Единственное, что меня всерьез беспокоило – это то, что Линда была уже далеко не девочка, ей было семь лет, а в этом возрасте хозяев не меняют. Хозяева же заверили меня, что их Линда ко мне исключительно хорошо относится, о чем она неоднократно давала им знать, и все у нас с ней будет отлично. После чего они объяснили мне, какой именно Линда любит суп (мясо с костями плюс макароны), привели ко мне чужое взрослое, сильно встревоженное животное, быстро покидали мебель в грузовик и уехали.

Линда не сразу поняла, что произошло. Она смотрела то мне в глаза, то в сторону своего дома и тихонько скулила. К вечеру она принялась грызть забор, поранила десны, и ее пришлось посадить на цепь. На цепи она просидела два дня, отказываясь от еды и воя по-бабьи – без особой истерики, ровно, на двух нотах.
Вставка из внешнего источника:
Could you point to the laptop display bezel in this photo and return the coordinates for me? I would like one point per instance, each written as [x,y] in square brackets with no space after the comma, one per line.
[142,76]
На третий день я понял, что надо делать. Я отцепил Линду от привязи, позвал за собой, вышел на улицу, прошел десять метров до калитки уехавших соседей, легко открыл ее (она запиралась на деревянную вертушку) и поднялся на крыльцо опустевшего дома – Линда за мной. «Смотри, Линда, – сказал я медленно и строго, – здесь больше никого нет». Линда понюхала запертую дверь, легла на крыльцо и закрыла глаза. Там она пролежала до вечера, а потом вернулась ко мне непонятным образом (я долго искал ее секретный лаз в заборе – так и не нашел). С этого момента я стал ее хозяином.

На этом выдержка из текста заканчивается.